Cavill plays U.S. secret agent Napoleon Solo, who walks around the film stiff-necked and wearing stylish tailored suits and approximating cool. This “aloof” act mostly just looks like Cavill’s gotten really good at reading cue cards without the audience seeing his eyes follow the line breaks.

The movie is an origin story, following Solo to East Berlin, where a KGB agent named Illya Kuryakin (Hammer, doing some kind of Schwarzenegger-like “Red Heat” accent that comes and goes) keeps foiling him at every turn.

Eventually the two pair up, and this enormous-male-ego odd couple smugly try to outdo each other at every turn, even as they are forced to work together. This includes being in charge, seducing ladies, and lobbing lame homo-erotic jabs that seem straight out of “Tango & Cash.”

At least Hammer has a little bit of comic timing. Plus, watching him wrestle with such a ridiculous accent gives his performance a kind of good-natured appeal.

Besides being incredibly good-looking (which I suppose in this role, is its own version of “convincing”), Cavill never once feels like he’s living the part. On top of that, his comic delivery leaves much to be desired. In one scene, Solo decides to sit on his hands and do nothing while his new partner fights for his life. The bit — intended to be comic relief — arrives too late as a joke and is stone cold dead.

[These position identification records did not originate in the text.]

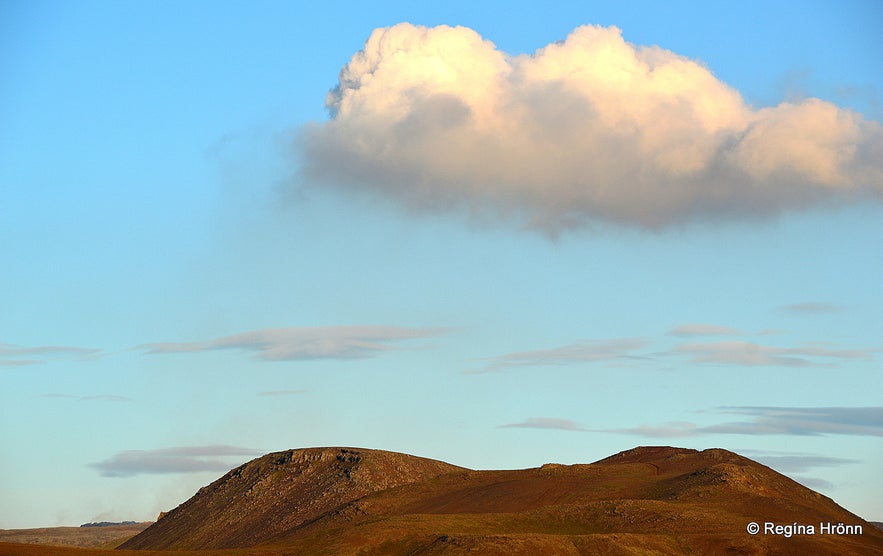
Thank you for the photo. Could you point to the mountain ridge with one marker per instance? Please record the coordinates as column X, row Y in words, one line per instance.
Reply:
column 654, row 499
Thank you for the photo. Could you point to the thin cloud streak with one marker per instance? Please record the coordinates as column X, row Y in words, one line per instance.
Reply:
column 588, row 129
column 788, row 421
column 97, row 397
column 182, row 459
column 13, row 355
column 753, row 354
column 305, row 343
column 589, row 351
column 704, row 330
column 545, row 423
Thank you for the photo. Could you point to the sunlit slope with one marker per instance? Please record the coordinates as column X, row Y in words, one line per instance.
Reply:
column 648, row 500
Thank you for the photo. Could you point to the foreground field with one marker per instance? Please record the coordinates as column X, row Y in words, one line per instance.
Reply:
column 647, row 501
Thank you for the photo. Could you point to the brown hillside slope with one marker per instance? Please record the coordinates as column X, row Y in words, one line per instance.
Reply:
column 278, row 492
column 110, row 535
column 643, row 501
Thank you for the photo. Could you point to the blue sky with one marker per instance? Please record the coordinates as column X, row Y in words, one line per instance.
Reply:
column 499, row 268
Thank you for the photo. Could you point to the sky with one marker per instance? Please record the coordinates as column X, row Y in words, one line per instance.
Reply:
column 498, row 234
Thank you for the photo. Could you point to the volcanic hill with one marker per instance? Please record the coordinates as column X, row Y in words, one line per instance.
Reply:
column 649, row 500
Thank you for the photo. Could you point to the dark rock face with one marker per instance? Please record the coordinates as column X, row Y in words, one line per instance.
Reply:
column 278, row 492
column 653, row 500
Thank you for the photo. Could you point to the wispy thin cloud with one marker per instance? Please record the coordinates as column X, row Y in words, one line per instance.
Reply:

Alicia Vikander, so intriguing as the android in “Ex Machina,” has the thankless role of a clotheshorse. She’s originally a model, so in that respect she’s perfect for it, and Joanna Johnston’s elegant costuming is sure to get an Oscar nomination. But after Vikander’s breakout performance earlier this year, it’s a big disappointment to see her wasted.

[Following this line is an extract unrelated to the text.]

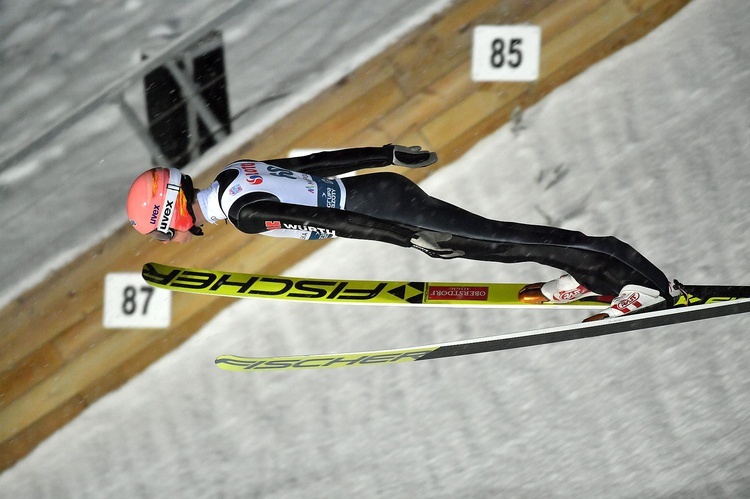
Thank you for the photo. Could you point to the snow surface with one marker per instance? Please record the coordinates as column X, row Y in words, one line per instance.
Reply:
column 650, row 145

Even with the actors and sets dressed up gorgeously, the movie has a strangely muted color palette. Perhaps Ritchie and cinematographer John Mathieson were wary of getting too close to “Austin Powers”-like parody or the bright Technicolor of the '60s themselves, but “U.N.C.L.E.” is all gray, some dark blues and browns, and a splash of maroon every now and then.

With their superhero movies, Zack Snyder and Christopher Nolan have done their best to convince everyone that darker equals “more serious” and certainly Ritchie approaches this material with very little irony, but when your movie is as empty as this one, it doesn’t help. The wooden performances and over-burnished look just create a stifling atmosphere.

Overall, “The Man From U.N.C.L.E.” fails to ignite on any level. Ritchie’s usual hyper-kinetic camera trickery is dialed back considerably (which means it’s only on 8 instead of 11) and he throws in some nifty split-screen action, but it quickly wears out its welcome and takes on a numbing quality, especially because the film is a long two hours and can’t muster anything even remotely resembling character investment.

“The Man From U.N.C.L.E.” is 116 minutes, and rated PG-13 for action violence, some suggestive content, and partial nudity.

Kitana Kiki Rodriguez, James Ransone and Mya Taylor in "Tangerine"

Kitana Kiki Rodriguez, James Ransone and Mya Taylor in "Tangerine"


“Tangerine,” now playing at Liberty Hall, is making big waves this summer on the indie circuit, both for its subject matter and low-budget filming approach.

The movie was shot in Hollywood, but it’s a very different Hollywood than the City of Dreams mythologized in so many films. “Tangerine” is a fictional film profiling two transgender sex workers on Santa Monica Boulevard, played by transgender actresses Kitana Kiki Rodriguez and Mya Taylor, in their first film roles.

Shot with lots of extreme close-ups entirely on three iPhone 5s smartphones, director Sean S. Baker used an anamorphic adapter and handheld stabilizer, which achieves a gorgeous widescreen cinematic look, while at the same time keeping a realistic tone.

The film received universal acclaim when it premiered at Sundance this year and has already made more than five times its budget at the box office.

“Tangerine” is 88 minutes, and is rated R for strong and disturbing sexual content, graphic nudity, language throughout, and drug use.